Harry Kane put it plainly: "This is where the business starts." England arrived in Kansas City on Saturday, unpacked at the Inn at Meadowbrook in Prairie Village, and were on the training pitch at Swope Soccer Village within hours. No settling-in period. No days off. Three days until Croatia.
The most interesting thing about the session wasn't what was said — it was who trained with whom. The 10 outfield players who started against Costa Rica were grouped together for part of the session: Bellingham, Konsa, Stones, O'Reilly, Elliot Anderson, Kane, Gordon, Rice, Madueke, and Reece James. Could be coincidence. Probably isn't.
Saka's fitness is the real question
Bukayo Saka trained away from that group. More telling, he still didn't look like he was moving freely. Tuchel has already flagged that Saka needs managing through the tournament, which raises a real question about whether England's most creative wide player starts Tuesday — or starts at all in the group stage.
Madueke keeping his place against Croatia would be a statement of intent from Tuchel. It also means Croatia will line up against a right winger who's less of a known quantity. That's not necessarily a problem — but if England need to unlock a low block in the second half, Saka's absence from the starting lineup will be felt. Anyone pricing up England's attacking output this tournament should factor that in carefully.
The theft: already forgotten, apparently
Friday's equipment theft — four pairs of boots, a ball, goalkeeper gloves, training kit, $18,000 worth of gear sold before Kansas City police charged two men — barely registered in the camp, according to Dan Burn. "It's not really been spoken about," he said. "That just shows they aren't too worried about it."

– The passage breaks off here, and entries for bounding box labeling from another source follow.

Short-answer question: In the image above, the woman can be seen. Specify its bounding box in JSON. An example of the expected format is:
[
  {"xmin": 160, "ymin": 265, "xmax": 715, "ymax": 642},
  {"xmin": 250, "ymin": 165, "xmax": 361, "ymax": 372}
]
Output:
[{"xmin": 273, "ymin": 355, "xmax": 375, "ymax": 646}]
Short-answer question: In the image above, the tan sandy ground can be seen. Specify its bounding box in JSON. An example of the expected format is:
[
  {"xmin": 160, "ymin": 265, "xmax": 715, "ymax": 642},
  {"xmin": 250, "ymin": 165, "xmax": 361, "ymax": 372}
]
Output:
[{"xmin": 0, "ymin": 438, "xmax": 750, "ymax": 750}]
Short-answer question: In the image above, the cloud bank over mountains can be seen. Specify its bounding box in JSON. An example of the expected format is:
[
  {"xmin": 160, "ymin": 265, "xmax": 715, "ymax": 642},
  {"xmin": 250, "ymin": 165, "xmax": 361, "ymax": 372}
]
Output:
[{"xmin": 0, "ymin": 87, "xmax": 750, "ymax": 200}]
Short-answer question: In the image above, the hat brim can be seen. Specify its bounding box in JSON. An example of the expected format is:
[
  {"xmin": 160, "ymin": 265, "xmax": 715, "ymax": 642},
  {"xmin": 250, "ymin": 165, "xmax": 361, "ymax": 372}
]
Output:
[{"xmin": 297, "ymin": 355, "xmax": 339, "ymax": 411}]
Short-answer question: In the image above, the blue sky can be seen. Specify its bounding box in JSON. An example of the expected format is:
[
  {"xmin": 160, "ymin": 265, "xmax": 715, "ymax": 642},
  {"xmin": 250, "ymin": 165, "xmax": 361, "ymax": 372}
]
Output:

The FA confirmed no elite performance equipment was taken and most items have been recovered. The players are clearly following instructions to treat it as a non-story. Whether it genuinely didn't disrupt anything or whether they're just managing the narrative ahead of a tournament opener, the message is consistent: move on.
Tuchel was equally straightforward about where the squad stands: "We have acclimatised, they have worked hard enough — we are in a good place. From tomorrow it's about three days preparation for Croatia." Croatia, who reached the World Cup final in 2018 and the semi-finals in 2022. Tuchel's players know the weight of that opener.